XII secolo: un legame tra cristianesimo e islamModifica
I secoli di dominio moresco avevano stabilito l’altopiano centrale della Castiglia come un vasto pascolo di pecore; il fatto che la maggior parte della terminologia spagnola della pastorizia derivasse dall’arabo sottolinea il debito.
L’VIII e IX secolo fu preceduto da un periodo di conquiste omayyadi, poiché gli arabi presero il controllo di aree precedentemente ellenizzate come l’Egitto e la Siria nel VII secolo. Fu a questo punto che incontrarono per la prima volta le idee greche, anche se fin dall’inizio molti arabi furono ostili al sapere classico. A causa di questa ostilità, i califfi religiosi non potevano sostenere le traduzioni scientifiche. I traduttori dovevano cercare ricchi patroni commerciali piuttosto che religiosi. Fino al dominio abasside nell’VIII secolo, comunque, ci fu poco lavoro di traduzione. La maggior parte della conoscenza del greco durante il dominio omayyade fu acquisita da studiosi di greco che erano rimasti dal periodo bizantino, piuttosto che attraverso la traduzione diffusa e la diffusione dei testi. Alcuni studiosi sostengono che la traduzione era più diffusa di quanto si pensi durante questo periodo, ma questo rimane un punto di vista minoritario.

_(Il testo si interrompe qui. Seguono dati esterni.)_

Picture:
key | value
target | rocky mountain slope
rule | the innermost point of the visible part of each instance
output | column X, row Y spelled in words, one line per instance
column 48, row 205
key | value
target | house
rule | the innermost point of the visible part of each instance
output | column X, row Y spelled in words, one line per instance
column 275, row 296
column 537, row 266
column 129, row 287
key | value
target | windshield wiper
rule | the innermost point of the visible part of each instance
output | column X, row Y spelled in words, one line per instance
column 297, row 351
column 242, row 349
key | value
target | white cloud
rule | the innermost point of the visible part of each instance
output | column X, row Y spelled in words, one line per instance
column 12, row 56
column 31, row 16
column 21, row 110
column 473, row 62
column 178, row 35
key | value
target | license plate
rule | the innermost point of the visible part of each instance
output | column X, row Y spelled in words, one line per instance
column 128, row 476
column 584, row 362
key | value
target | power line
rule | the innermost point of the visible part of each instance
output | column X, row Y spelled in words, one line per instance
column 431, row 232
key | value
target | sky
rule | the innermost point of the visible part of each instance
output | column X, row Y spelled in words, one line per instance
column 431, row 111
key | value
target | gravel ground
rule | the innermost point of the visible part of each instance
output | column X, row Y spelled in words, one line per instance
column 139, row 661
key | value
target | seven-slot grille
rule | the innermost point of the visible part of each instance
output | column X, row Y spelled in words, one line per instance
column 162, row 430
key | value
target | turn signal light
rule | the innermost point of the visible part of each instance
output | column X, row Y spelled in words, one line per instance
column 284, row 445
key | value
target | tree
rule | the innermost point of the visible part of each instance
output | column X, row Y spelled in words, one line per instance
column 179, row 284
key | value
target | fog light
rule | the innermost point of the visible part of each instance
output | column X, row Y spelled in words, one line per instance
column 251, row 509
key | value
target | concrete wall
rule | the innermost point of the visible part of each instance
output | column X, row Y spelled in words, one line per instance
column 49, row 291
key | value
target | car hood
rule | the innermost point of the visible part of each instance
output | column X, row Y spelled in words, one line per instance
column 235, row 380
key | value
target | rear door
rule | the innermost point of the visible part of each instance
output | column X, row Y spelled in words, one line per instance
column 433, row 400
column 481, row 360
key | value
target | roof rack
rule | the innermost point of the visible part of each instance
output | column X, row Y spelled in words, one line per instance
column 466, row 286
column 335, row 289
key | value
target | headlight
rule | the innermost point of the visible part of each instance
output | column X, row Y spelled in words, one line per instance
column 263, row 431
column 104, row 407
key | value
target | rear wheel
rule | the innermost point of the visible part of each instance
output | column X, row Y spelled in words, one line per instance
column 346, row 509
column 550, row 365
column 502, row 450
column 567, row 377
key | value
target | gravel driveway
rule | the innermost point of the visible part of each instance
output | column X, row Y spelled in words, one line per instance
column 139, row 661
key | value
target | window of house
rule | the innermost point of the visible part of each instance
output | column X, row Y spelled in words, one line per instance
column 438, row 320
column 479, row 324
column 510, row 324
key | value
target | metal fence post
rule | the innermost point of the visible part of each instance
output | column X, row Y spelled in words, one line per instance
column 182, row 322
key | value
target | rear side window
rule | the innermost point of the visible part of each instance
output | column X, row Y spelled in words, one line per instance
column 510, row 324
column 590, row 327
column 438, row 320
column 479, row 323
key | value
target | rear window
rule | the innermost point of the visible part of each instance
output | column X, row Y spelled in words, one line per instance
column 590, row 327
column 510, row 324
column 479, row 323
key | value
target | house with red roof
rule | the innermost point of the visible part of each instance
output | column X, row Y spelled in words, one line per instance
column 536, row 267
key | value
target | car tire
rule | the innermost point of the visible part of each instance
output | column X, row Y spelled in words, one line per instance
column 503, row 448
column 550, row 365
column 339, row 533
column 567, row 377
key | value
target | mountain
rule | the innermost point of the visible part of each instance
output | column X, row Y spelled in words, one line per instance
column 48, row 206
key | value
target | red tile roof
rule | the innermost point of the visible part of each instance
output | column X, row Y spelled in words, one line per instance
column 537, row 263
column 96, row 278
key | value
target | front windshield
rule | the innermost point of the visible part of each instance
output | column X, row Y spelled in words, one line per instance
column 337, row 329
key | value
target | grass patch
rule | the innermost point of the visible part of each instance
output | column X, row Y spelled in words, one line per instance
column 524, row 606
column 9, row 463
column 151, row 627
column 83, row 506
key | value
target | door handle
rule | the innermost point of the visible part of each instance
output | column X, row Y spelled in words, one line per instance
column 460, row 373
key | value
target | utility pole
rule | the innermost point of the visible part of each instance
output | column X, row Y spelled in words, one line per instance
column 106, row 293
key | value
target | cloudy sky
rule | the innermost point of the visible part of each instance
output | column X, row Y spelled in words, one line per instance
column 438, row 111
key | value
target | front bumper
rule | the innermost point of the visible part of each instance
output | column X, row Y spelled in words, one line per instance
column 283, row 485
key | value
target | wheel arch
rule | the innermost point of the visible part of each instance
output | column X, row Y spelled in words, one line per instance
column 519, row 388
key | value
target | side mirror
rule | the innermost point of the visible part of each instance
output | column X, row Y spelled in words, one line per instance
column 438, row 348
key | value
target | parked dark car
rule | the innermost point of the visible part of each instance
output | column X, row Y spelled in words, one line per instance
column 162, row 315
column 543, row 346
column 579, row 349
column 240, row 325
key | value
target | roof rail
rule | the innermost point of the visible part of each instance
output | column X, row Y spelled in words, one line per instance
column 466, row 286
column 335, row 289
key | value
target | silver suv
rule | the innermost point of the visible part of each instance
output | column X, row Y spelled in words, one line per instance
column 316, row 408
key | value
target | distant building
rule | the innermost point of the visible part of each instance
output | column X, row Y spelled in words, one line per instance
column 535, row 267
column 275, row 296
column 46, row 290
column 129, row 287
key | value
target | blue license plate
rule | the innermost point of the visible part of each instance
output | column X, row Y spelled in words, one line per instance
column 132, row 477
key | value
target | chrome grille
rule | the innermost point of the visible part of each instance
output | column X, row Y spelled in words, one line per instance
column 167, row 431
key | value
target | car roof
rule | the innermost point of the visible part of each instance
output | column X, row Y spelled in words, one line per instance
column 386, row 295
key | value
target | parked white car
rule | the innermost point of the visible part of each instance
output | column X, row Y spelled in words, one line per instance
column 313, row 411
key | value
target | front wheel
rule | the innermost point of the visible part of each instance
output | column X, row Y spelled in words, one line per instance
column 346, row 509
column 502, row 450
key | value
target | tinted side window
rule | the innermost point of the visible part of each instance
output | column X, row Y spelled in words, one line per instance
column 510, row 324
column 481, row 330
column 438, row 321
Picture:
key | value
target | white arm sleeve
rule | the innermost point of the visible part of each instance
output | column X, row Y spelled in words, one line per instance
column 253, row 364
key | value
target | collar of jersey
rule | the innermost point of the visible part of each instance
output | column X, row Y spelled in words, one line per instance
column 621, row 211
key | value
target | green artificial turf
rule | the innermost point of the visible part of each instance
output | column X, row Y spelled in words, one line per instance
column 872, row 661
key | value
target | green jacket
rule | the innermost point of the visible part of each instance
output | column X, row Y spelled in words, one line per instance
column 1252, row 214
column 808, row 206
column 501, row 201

Il periodo principale della traduzione fu durante il dominio abbaside. Il secondo califfo abasside Al-Mansur spostò la capitale da Damasco a Baghdad. Qui fondò una grande biblioteca, contenente testi classici greci. Al-Mansur ordinò che questa collezione di letteratura mondiale fosse tradotta in arabo. Sotto al-Mansur, e per suo ordine, furono fatte traduzioni dal greco, dal siriaco e dal persiano. I libri siriaci e persiani stessi erano traduzioni dal greco o dal sanscrito. Un’eredità del re di Persia del sesto secolo, Anushirvan (Chosroes I) il Giusto fu l’introduzione di molte idee greche nel suo regno. Aiutati da questa conoscenza e dalla giustapposizione di credenze, gli Abassidi considerarono prezioso guardare l’Islam con occhi greci, e guardare i greci con occhi islamici. I filosofi abassidi avanzarono anche l’idea che l’Islam avesse, fin dall’inizio, sottolineato la raccolta della conoscenza come parte fondamentale della religione. Queste nuove idee permisero alla raccolta e alla traduzione dei concetti greci di diffondersi come mai prima d’allora.
Durante il XII secolo, l’Europa godette di grandi progressi nelle conquiste intellettuali, in parte provocati dalla conquista da parte del regno di Castiglia del grande centro culturale di Toledo (1085). Lì furono scoperti i classici arabi e furono stabiliti contatti con le conoscenze e le opere degli scienziati musulmani. Nella prima metà del secolo un programma di traduzione, chiamato “Scuola di Toledo”, tradusse in latino molte opere filosofiche e scientifiche del mondo classico greco e islamico. Molti studiosi europei, tra cui Daniele di Morley e Gerardo di Cremona si recarono a Toledo per acquisire ulteriori conoscenze.
Il Cammino di Santiago rafforzò ulteriormente lo scambio culturale tra i regni di Castiglia e León e il resto d’Europa.
Il XII secolo vide la fondazione di molti nuovi ordini religiosi, come il resto d’Europa, come Calatrava, Alcántara e Santiago; e la fondazione di molte abbazie cistercensi.